Post  gwennifer on 3/2/2012, 12:11 pm

@Lavender Debs wrote:
@Furbalsmom wrote:...snip... totally undeserved...

I have germinated two types of broccoli, cauliflower, kohlrabi, onions and two types of lettuce, ...snip... I started many, many too many and will donate some seedlings to the Master Gardener in charge of our community garden. Does anyone else think they could use 32 Calabrese broccoli and 12 Veronica broccoli for a family of two or even 18 Parris Island Coos Romaine and 18 Frizzy Headed Drunken Woman butterhead lettuces? There are 24 bunching onion seedlings, basil, parsley and stevia started. The Mammoth Melting and Super Sugar Snap peas were planted outside a few days ago before the horrendous rains but the seeds swelled up and rose to the surface of the cold soil. I have pushed them back in and recovered them with MM. Hopefully they will stay where they were planted this time.
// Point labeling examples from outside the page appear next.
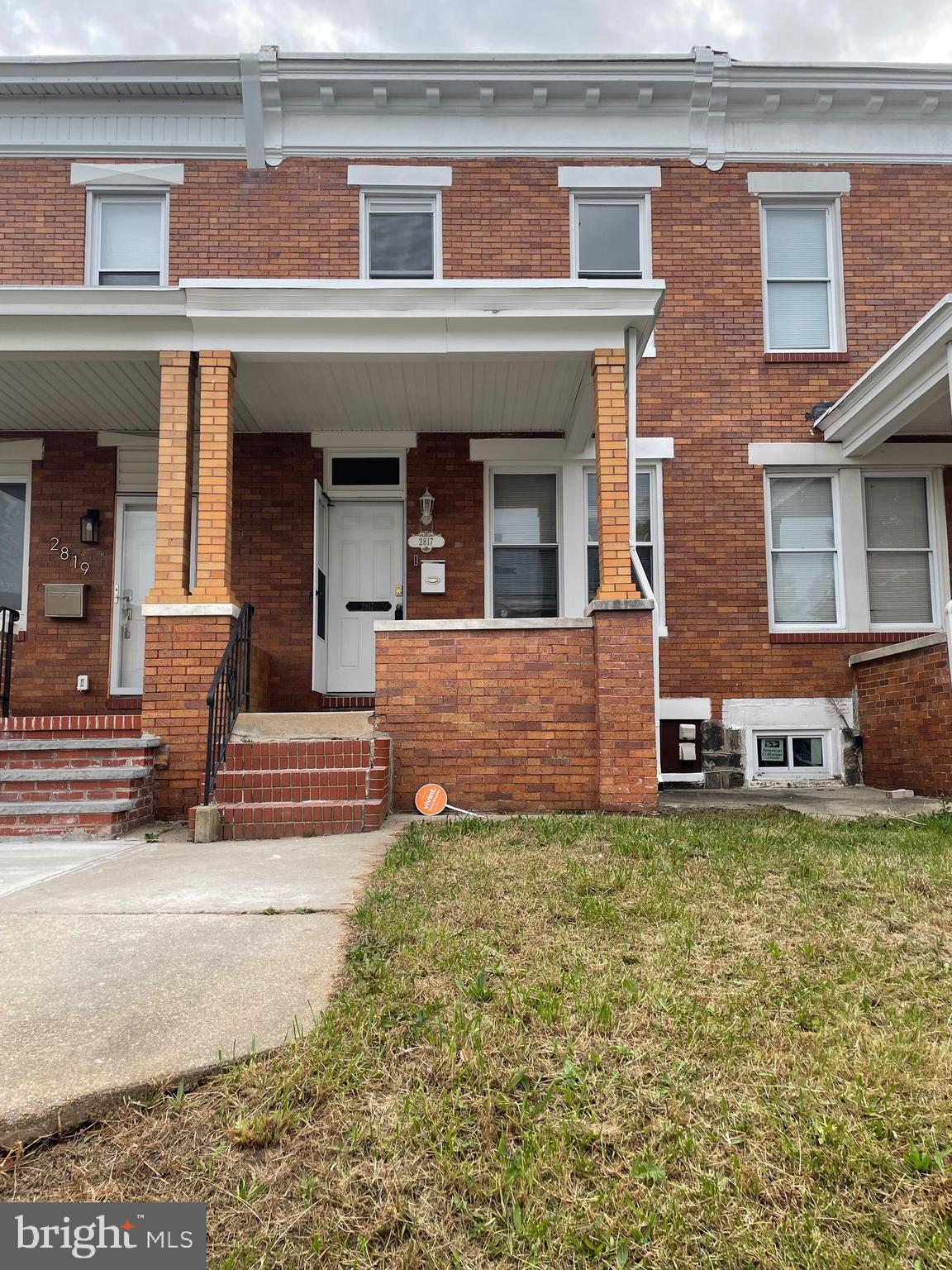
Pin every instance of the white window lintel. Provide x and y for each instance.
(126, 175)
(793, 183)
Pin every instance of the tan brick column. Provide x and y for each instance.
(216, 402)
(173, 528)
(612, 475)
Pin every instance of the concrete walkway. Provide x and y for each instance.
(149, 963)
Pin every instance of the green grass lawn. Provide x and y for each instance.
(692, 1042)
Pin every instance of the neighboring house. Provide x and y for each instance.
(268, 318)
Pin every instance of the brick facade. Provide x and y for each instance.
(902, 705)
(518, 719)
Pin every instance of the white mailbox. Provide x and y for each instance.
(433, 577)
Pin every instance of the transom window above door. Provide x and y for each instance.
(127, 241)
(525, 511)
(400, 236)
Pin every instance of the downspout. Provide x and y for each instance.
(631, 358)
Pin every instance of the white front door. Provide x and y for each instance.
(135, 573)
(364, 585)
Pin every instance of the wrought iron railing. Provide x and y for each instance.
(7, 620)
(229, 695)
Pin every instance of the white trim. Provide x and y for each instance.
(610, 177)
(21, 451)
(797, 182)
(435, 197)
(149, 175)
(395, 177)
(487, 623)
(189, 610)
(836, 312)
(360, 442)
(507, 450)
(684, 708)
(829, 454)
(94, 202)
(17, 469)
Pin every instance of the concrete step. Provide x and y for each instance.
(302, 785)
(310, 818)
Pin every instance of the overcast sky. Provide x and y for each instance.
(797, 30)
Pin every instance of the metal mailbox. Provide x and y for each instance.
(66, 599)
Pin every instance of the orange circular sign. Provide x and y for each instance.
(431, 799)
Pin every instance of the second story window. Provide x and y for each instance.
(608, 236)
(802, 277)
(127, 241)
(400, 236)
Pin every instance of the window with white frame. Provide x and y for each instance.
(801, 260)
(804, 549)
(791, 753)
(899, 550)
(646, 526)
(14, 536)
(402, 235)
(610, 236)
(127, 241)
(525, 535)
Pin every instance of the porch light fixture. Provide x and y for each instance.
(426, 504)
(89, 528)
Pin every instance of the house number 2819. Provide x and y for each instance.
(66, 556)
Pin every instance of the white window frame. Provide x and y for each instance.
(641, 198)
(655, 473)
(402, 194)
(834, 265)
(807, 473)
(94, 202)
(933, 502)
(374, 492)
(21, 473)
(790, 772)
(490, 471)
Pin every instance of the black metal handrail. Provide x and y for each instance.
(229, 695)
(7, 620)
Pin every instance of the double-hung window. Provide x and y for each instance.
(801, 276)
(804, 547)
(645, 528)
(127, 241)
(899, 550)
(402, 235)
(525, 531)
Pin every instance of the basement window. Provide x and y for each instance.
(796, 753)
(127, 241)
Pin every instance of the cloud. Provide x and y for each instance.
(791, 31)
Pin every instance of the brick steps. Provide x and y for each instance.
(94, 785)
(277, 789)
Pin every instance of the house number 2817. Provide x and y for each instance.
(66, 556)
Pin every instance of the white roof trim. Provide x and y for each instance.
(126, 174)
(393, 175)
(797, 182)
(610, 177)
(21, 451)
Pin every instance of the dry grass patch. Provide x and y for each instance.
(591, 1042)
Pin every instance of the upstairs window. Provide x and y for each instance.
(610, 236)
(127, 241)
(402, 236)
(801, 277)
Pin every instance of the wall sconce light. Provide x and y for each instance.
(426, 504)
(89, 528)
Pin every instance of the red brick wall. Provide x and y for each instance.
(904, 706)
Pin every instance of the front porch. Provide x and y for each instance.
(284, 469)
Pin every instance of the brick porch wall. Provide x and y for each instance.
(904, 701)
(516, 719)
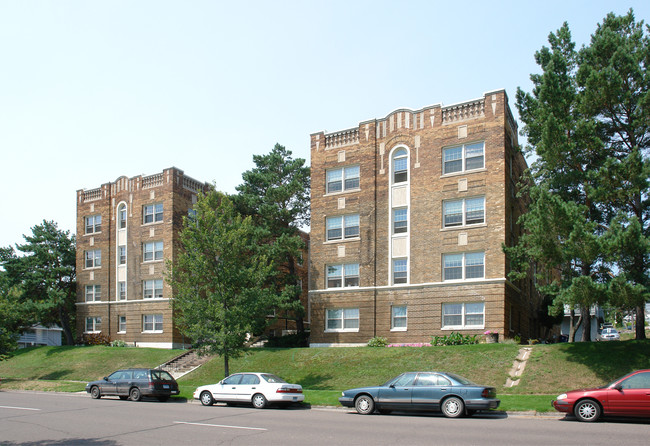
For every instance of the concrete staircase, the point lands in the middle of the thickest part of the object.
(185, 363)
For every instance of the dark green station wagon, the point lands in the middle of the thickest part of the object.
(134, 384)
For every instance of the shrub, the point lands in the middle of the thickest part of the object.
(378, 341)
(96, 339)
(454, 339)
(288, 341)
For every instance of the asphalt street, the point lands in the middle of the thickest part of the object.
(51, 419)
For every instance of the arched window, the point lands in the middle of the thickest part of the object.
(400, 166)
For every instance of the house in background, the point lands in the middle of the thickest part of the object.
(40, 335)
(409, 213)
(126, 230)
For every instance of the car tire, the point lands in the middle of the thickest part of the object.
(259, 401)
(364, 405)
(206, 398)
(587, 410)
(135, 394)
(453, 407)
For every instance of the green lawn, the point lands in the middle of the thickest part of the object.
(325, 372)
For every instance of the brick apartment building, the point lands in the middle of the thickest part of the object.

I tried to stop, but I am still impressed.

Let me know how your peas do. Mine did the same thing and after I pushed them back down I started to worry that I might have snapped their little roots. I have not seen them since giving them their rude reception.

I agree! Impressive!

Hmmmm, both of you had your peas float up? I ran outside this morning because I thought I spotted sprouts. I planted peas and radishes in the same square. The radishes had indeed sprouted and since I was peering at that square so closely, I suspect I would have noticed at that point if the peas had floated up... Razz I guess they're still down there. The germination time and temperature for the radishes seems to be spot on with the planting chart in Mel's book on page 252. Which means I should see those peas sprout in a another week. We shall see! It's exciting.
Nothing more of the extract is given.